TABLE 2.
Number of complexes formed with heme-heme distances ≤14.5 Å and the corresponding association rate constants (ka) for the interactions of cyt c6 with cyt f+Rieske subcomplexes from C. reinhardtii
| Number of complexes/10,000 trajectories* | Corrected value† | ka* (×108) M−1 s−1 | Corrected value† | |
|---|---|---|---|---|
| Cyt f-unmodified alone | 91 ± 3 | – | 3.0 ± 0.3 | – |
| Cyt f+Rieske subcomplex-far‡ | 36 ± 2 | 89 ± 4 | 1.0 ± 0.15 | 2.9 ± 0.4 |
| Cyt f+Rieske subcomplex-far no charge§ | 38 ± 2 | – | 1.1 ± 0.2 | – |
| Cyt f-modified¶ alone | 493 ± 6 | – | 16.0 ± 0.7 | – |
| Cyt f-modified+Rieske subcomplex-far | 551 ± 8 | 617 ± 11 | 14.7 ± 0.7 | 19.2 ± 1.1 |
| Cyt f-modified+Rieske subcomplex-far no charge | 427 ± 3 | – | 11.5 ± 0.4 | – |
| Cyt f+Rieske subcomplex-close‡ | 56 ± 3 | 123 ± 3 | 1.6 ± 0.2 | 3.9 ± 0.2 |
| Cyt f+Rieske subcomplex-close no charge | 24 ± 1 | – | 0.68 ± 0.15 | – |
| Cyt f-modified+Rieske subcomplex-close | 408 ± 8 | 653 ± 9 | 11.3 ± 0.5 | 20.4 ± 1.0 |
| Cyt f-modified+Rieske subcomplex-close no charge | 248 ± 7 | – | 6.9 ± 0.4 | – |
The complexes included were those with the heme-heme distances ≤14.5 Å, which are considered electron transfer-active. The second-order association rate constants, ka, were calculated for the formation of these complexes, as described in the Methods section. Five sets of 10,000 trajectories each were carried out to obtain the error values.

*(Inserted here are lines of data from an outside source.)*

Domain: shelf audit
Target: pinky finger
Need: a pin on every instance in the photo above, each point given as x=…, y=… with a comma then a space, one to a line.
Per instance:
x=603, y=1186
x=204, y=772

The corrected values for the number of complexes formed for all of the cyt f+Rieske subcomplexes were obtained as follows. First, the number of complexes formed for cyt f+Rieske subcomplexes with all of the Rieske charges set to zero were subtracted from that obtained for the cyt f-unmodified alone. Second, the difference obtained was added to the number of complexes formed for the cyt f+Rieske subcomplexes with all of the Rieske charges in place. In the case of modified cyt f, the subtractions were made from the number of complexes formed by the cyt f-modified alone structure. The values of the interaction rates were corrected in the same way. For an explanation of the corrected values, see the Discussion section.
The cyt f+Rieske subcomplex-far is the structure from the crystal structure of the C. reinhardtii cyt b6f complex. The model of the cyt f+Rieske subcomplex-close was built by moving the extramembrane domain of the Rieske protein closer to the extramembrane domain of cyt f (refer to the Methods section and Fig. 1).
For the cyt f+Rieske-no charge subcomplexes, only the charges on the Rieske protein were set to zero in the charge file used for the MacroDox simulations. Note that the charges were not removed from either cyt f or cyt c6.
In the cyt f-modified structure, the loop of residues 184–191 on the cyt f molecule was replaced by that from the cyt f structure B from PDB code 1CFM (refer to the Methods section).